For more information, call Dr. Rodabe Amaria at 713-792-2921 or Dr. Jennifer Wargo at 713-745-1553. For more information about clinical trials for melanoma patients, visit www.clinicaltrials.org.
OncoLog, January 2017, Volume 62, Issue 1
Neoadjuvant Therapy with BRAF Inhibitors for Patients with Melanoma
Early results from a clinical trial indicate that neoadjuvant therapy with BRAF inhibitors improves recurrence-free survival in melanoma patients who have resectable stage III or oligometastatic melanoma with BRAF V600E or V600K mutations compared with a group of patients who were offered standard therapy.
In the trial (No. 2014-0409), which is ongoing but no longer enrolling patients, patients were randomly assigned to a control arm to receive the standard of care or an experimental arm to receive neoadjuvant and adjuvant therapy with the oral BRAF inhibitors dabrafenib and trametinib. Patients in the control arm underwent surgery within 4 weeks of enrollment followed by standard adjuvant therapy selected by the treating physician. Patients in the experimental arm received dabrafenib (150 mg twice daily) and trametinib (2 mg once daily) for 8 weeks followed by surgery, and they will continue to receive the study drugs for up to 44 weeks after surgery.

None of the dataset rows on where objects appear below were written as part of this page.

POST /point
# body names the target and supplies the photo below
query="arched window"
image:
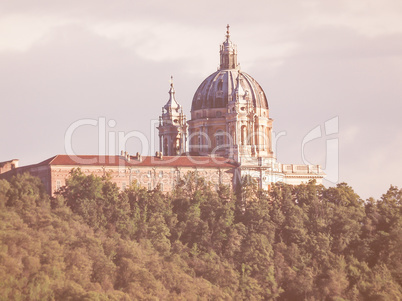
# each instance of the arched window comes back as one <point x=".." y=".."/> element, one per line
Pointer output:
<point x="165" y="147"/>
<point x="219" y="138"/>
<point x="243" y="135"/>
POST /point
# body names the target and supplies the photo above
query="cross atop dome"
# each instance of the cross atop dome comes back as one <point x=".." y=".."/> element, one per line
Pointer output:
<point x="228" y="53"/>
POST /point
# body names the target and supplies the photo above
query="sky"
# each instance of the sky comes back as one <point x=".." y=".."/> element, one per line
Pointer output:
<point x="331" y="70"/>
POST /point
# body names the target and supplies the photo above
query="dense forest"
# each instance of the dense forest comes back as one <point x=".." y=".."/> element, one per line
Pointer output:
<point x="95" y="242"/>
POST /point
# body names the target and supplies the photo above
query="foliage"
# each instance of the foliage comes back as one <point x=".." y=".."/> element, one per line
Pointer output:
<point x="94" y="242"/>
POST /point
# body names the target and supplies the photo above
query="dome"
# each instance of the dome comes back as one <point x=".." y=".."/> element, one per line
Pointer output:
<point x="220" y="88"/>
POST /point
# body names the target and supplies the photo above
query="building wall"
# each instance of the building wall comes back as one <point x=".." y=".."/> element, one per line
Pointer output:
<point x="145" y="176"/>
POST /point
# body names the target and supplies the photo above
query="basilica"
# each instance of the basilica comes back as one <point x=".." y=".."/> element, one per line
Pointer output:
<point x="230" y="119"/>
<point x="228" y="137"/>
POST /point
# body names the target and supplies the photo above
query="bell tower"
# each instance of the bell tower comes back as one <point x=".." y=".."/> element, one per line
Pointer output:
<point x="228" y="53"/>
<point x="172" y="127"/>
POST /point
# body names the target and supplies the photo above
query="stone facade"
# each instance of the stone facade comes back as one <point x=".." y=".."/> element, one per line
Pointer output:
<point x="147" y="172"/>
<point x="230" y="118"/>
<point x="230" y="136"/>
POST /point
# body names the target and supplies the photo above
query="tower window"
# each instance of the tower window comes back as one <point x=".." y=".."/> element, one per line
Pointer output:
<point x="219" y="136"/>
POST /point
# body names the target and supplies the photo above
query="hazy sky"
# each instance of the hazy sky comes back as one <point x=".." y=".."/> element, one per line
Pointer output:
<point x="62" y="61"/>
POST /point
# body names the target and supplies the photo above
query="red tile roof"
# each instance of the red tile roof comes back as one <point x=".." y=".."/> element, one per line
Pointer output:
<point x="168" y="161"/>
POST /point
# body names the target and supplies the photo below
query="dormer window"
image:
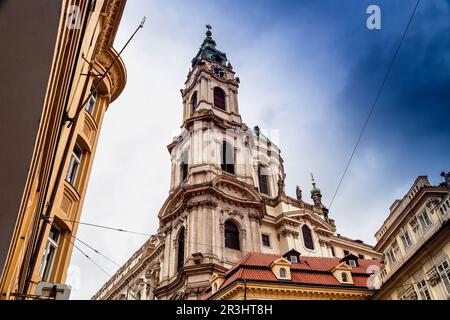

An interim analysis showed an overall response rate of 77% on imaging and a pathological complete response rate of 58% at week 8 for the patients in the experimental arm. The estimated 6-month recurrence-free survival rates were 100% for the experimental arm but only 28% for the control arm, so enrollment was closed.
Drs. Amaria and Wargo and their colleagues presented these results at the 2016 Society for Melanoma Research International Congress in November.